Frankly, I am relieved that the Wright convulsion has not focused on Israel and the Jews. This is not, then, what some non-Jews might think of as a "narrow" matter. But the truth is that Obama has a much clearer grasp of what the Jewish state faces than the common-place statements of support from other "pro-Israel" politicians, an erroneous view that almost ineluctably, in Obama's words, "sees the conflicts in the Middle East as rooted primarily in the actions of stalwart allies like Israel, instead of emanating from the perverse and hateful ideologies of radical Islam." I trust Obama on this. I already know what strategic concessions Hillary's husband was ready to coerce Israel into giving to Yasir Arafat, who was dumb enough not to take them.

But there is a new game in town, and it is finding men and women for Obama to repudiate. I know about political campaigns and how they attract both fossils and novices. A new candidate lures more of both than a veteran. Indeed, if you look at Mrs. Clinton's campaign, you'll find that there are almost no fresh faces--and, thus, no fresh minds--in the coterie; and it is a coterie. It is a closed and nasty circle which learned its bad habits from Bill. That's why they are making one mistake after another. The rule is: Never be gracious if you have the chance to be vicious. The non plus ultra of this style was the still greedy ex-president suggesting that, while his wife loved her country, Obama didn't love his.

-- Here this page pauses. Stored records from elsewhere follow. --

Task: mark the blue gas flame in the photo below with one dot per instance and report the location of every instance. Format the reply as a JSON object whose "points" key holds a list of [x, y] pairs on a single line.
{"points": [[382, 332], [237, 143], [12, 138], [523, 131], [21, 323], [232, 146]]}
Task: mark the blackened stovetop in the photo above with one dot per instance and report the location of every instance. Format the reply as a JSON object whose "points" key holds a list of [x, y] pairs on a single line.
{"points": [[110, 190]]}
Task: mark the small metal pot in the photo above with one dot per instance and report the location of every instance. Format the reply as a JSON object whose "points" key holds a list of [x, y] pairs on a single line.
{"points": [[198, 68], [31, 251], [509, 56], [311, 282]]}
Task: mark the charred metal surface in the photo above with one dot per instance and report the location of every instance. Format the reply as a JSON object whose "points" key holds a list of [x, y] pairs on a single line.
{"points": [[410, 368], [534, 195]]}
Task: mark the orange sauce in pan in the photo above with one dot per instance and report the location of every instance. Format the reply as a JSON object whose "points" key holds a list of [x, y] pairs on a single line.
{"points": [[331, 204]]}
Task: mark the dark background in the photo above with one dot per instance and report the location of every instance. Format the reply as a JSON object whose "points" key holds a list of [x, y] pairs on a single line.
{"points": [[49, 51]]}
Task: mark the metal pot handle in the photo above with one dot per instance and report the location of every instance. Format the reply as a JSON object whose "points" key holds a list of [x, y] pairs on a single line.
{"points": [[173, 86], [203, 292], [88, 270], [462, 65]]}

The other malignant chores can be safely left by the Clintons for the journalistic right to perform. Both The Weekly Standard and Commentary will readily comply. Of course, the fantasy that Zbigniew Brzezinski would return to power or even influence is just that, a fantasy. Zbig is too nostalgic for the old Cold War with Russia for any president to allow him to come close to big power diplomacy. He once confided to me that Saddam Hussein would be to him “what Sadat was to Henry.” Oh my. Obama might have thought him smart on Iraq (I do not) and brought him along to a speech on the subject in Iowa. But, frankly, Zbig disqualified himself from influence on the Middle East with all but poor Jimmy Carter, whom he persuaded that the Ayatollah Khomeini was a useful tool against the Soviets.

And on Monday, there emerged in The American Spectator the silly sayings of the hardly satanic figure of General Merrill A. “Tony” McPeak who has said (a) that Israel wants peace (something he's not sure about the Palestinians) and (b) that voters in Miami and New York determine American policy in the Arab world. With the latter statement, McPeak goes beyond even Walt and Mearsheimer. It is odious. And I fervently hope that his advice is limited to matters of defense, if that. But if conservatives believe that the candidates are vulnerable to the invidious influence of their supporters on Israel policy, let them ponder the sway of James Baker over John McCain, the candidate whom the "fuck the Jews" secretary of state endorsed.

My point is not to impugn McCain. I trust him on Israel, admire him hugely and could even envision casting a vote for him. But every candidate has noxious supporters­ and it is simply illogical and unfair to impute the views of these supporters to their favored candidate, especially when the candidate clearly disagrees.

And if we're talking about comparing the Middle East policies of the campaigns, let's dwell one last moment on the Clintons and their fortunes. By fortunes, I mean their bank account. The couple doesn't hesitate to take money from the princes and petroleum potentates of the Middle East--for the presidential library, as a fee for speeches. Unfortunately, what we know now about this is what we have deduced. They are keeping the rest secret until the last possible moment. Then we will be aware of the extent to which they are indentured.

Martin Peretz is the editor-in-chief of The New Republic.